Fillon Grapples With Party Rebels in Tightening French Election

  • Le Pen holds large lead for first round, would lose in second
  • Republican candidate to meet former President Nicolas Sarkozy

Le Pen, Fillon, Macron Gain First Round Support: Poll

French presidential contender Francois Fillon is grappling with resistance to his candidacy within his own Republican party even as polls show a tight race with Emmanuel Macron to reach the second round of voting with National Front leader Marine Le Pen.

One month after a scandal broke about Fillon’s employment of his wife and children as parliamentary aides, Republicans in cities such as Limoges and Clermont-Ferrand in central France have proved reluctant to set up campaign events for their party’s candidate, Le Figaro reported Tuesday. Following a meeting late Monday in which Fillon told top Republicans that his withdrawal would create a “major crisis,” lawmaker Georges Fenech said the party is in a “disastrous situation.”

With just over two months to go until the first round of voting, anti-immigrant, anti-euro candidate Le Pen remains well ahead in the polls for the initial ballot, though not the run-off. Fillon, who started the year as the front-runner, is still within about two percentage points of independent Macron, according to daily tracking polls by both Ifop and OpinionWay. Such a gap is equivalent to the margin of error, meaning it’s difficult to predict which of those two will make it to the run-off with Le Pen.

“The political balance of power is far from being settled,” said Yves-Marie Cann, a pollster at Elabe in Paris. “The strong volatility of voting intention over the past two weeks demonstrates that.”

About 27 percent of voters currently plan to back Le Pen in the first round of voting, compared with 22 percent for Macron and 20 percent for Fillon, according to OpinionWay. Macron’s lead over Fillon has shrunk to one point in the Ifop poll from 3.5 points Feb. 2, with
the rivals on 19.5 percent and 18.5 percent respectively.

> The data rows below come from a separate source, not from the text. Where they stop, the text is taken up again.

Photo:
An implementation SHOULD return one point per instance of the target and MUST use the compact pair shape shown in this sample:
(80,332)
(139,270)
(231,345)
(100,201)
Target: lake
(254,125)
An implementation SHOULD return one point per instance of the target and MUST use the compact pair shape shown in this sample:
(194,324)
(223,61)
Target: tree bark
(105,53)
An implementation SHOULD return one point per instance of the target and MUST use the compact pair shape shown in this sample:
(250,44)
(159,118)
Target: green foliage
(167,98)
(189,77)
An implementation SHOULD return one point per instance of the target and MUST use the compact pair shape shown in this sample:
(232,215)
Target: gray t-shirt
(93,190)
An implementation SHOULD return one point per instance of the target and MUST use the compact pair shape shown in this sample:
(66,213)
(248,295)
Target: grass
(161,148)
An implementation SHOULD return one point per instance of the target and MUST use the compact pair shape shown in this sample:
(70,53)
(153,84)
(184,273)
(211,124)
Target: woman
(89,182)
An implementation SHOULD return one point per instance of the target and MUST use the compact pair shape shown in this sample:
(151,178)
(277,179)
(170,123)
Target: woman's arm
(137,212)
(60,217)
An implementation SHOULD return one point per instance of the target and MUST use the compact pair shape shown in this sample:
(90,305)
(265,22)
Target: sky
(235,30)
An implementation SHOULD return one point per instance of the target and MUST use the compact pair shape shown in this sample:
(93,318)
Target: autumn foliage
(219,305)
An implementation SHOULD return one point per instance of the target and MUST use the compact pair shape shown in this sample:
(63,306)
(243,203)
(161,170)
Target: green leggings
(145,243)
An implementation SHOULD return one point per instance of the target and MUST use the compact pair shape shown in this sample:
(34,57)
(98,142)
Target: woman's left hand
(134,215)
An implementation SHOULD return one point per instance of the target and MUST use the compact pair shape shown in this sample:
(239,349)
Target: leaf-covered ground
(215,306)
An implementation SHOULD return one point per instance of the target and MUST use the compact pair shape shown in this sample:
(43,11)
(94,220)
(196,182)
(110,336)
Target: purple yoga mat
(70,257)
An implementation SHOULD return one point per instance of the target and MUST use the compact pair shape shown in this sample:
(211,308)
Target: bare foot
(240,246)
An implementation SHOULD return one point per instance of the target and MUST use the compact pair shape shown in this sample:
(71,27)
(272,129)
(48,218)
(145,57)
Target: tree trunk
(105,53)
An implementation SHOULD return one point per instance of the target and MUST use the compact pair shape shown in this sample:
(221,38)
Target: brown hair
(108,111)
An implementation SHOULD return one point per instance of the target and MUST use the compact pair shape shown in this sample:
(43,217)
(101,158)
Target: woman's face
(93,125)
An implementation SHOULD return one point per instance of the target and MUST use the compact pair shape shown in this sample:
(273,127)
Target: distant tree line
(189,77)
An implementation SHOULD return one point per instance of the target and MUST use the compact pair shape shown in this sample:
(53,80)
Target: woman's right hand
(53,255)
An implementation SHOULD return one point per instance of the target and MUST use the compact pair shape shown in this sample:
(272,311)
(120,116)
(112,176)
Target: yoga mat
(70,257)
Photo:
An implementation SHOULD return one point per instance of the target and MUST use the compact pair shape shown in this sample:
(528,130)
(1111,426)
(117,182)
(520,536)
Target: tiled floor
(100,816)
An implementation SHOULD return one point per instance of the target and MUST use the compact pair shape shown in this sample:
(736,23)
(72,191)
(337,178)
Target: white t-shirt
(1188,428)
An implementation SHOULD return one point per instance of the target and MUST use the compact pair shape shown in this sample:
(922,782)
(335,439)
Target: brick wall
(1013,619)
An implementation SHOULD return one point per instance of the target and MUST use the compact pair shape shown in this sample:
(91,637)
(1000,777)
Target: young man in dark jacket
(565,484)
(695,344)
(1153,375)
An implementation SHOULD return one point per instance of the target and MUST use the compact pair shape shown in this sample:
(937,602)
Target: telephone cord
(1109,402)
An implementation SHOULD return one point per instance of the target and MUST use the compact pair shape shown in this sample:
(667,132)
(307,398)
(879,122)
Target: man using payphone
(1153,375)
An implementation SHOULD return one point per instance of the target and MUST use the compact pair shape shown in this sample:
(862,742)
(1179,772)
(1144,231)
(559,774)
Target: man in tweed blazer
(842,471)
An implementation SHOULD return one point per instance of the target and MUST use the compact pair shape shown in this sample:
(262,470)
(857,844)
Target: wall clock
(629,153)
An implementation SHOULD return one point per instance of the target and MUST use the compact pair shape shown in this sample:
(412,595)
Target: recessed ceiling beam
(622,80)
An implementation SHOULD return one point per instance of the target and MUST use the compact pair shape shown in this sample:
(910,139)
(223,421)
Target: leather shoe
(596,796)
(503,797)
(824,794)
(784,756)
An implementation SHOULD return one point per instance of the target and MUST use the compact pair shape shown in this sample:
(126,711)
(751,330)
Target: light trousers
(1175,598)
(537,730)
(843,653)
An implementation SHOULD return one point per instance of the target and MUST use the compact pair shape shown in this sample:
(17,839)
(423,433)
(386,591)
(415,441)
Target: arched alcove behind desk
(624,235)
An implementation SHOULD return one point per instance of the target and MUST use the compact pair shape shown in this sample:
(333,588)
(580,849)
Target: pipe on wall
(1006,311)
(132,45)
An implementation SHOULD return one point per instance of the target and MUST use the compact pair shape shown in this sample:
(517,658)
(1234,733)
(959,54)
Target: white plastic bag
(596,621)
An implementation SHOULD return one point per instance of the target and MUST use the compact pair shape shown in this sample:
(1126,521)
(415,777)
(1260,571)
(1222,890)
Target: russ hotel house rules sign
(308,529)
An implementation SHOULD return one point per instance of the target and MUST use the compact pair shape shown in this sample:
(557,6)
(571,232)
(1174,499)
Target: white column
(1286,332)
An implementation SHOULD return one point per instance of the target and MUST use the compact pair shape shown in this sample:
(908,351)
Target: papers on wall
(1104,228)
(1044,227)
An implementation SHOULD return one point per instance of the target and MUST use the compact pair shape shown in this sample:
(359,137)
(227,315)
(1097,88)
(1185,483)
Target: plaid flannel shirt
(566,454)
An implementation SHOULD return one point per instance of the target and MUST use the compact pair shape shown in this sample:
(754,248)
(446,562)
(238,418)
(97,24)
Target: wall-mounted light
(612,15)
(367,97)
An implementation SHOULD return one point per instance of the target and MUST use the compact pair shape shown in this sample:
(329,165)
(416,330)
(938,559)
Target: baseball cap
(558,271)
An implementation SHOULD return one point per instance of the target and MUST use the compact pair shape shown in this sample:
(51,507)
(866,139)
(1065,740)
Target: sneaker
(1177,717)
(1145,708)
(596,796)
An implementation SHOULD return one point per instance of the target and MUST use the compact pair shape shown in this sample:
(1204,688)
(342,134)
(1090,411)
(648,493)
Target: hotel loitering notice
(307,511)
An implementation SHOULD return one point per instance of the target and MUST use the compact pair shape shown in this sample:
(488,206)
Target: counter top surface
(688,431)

The renewed criticism from within the party ranks is complicating Fillon’s efforts to draw a line under the scandal over reports that his wife never really worked while claiming a public salary. On Tuesday night, the satirical newspaper Le Canard Enchaine, which revealed the details of Fillon’s wife’s job, said that one of the candidate’s top aides is under investigation by the Nanterre prosecution office over potential tax fraud.

Hurdle Ahead

So far, all opinion surveys show Le Pen would lose the run-off against either Fillon or Macron. To be able to be elected she would probably need to triple the number votes she won in the 2012 first round.

Fillon will lunch with former President Nicolas Sarkozy Wednesday before holding a political meeting in Compiegne, north of Paris. He will give a press conference in the capital Thursday. Le Pen traveled Monday to the French-Italian border to discuss illegal immigration.

With fears about immigration and public security topping lists of voter concerns, Le Pen started an online petition to support the police as her aides condemned protesters and unrest that has plagued rough Paris suburbs in recent days. Some satellite towns around the capital have seen violence almost every night since Feb. 5, when four policemen were charged with attacking a young black man in Aulnay-sous-Bois, close to where riots erupted 12 years ago.

“The real poverty is in farmland, and I don’t seem them burning cars,” Marion Marechal-Le Pen, the candidate’s niece, said on France 2 Tuesday as she sought to dismiss those committing violent acts in the distressed suburbs across the country. Nicolas Bay, one of Le Pen’s campaign spokesmen, said on the RMC radio the same morning that “all the terrorists are immigrants,” causing debate and prompting Le Monde newspaper to publish a fact-check to prove him wrong.

Cyber Attacks

The 39-year-old Macron, meanwhile, has been reporting repeated cyber-attacks on his campaign as well as becoming the object of fake news reports, blaming Russian interference for both. Kremlin spokesman Dmitry Peskov denied Russia had any involvement in hacking the campaign in a conference call on Tuesday. He said there is no possibility that the Russian government had any connection to the attacks and that the accusations were “absurd.”

Still, the Macron campaign hasn’t backed down and has called for action on the part of the French state. President Francois Hollande’s office confirmed that cybersecurity and the impact on the presidential race will be on its weekly defense council agenda.

“Let’s not let Russia destabilize France’s presidential election!” Macron’s campaign chief, Richard Ferrand, wrote in a column in Le Monde newspaper dated Wednesday. “What we want to do is to dedicate ourselves to our campaign and our program within the calm assured by the rules of our democracy.”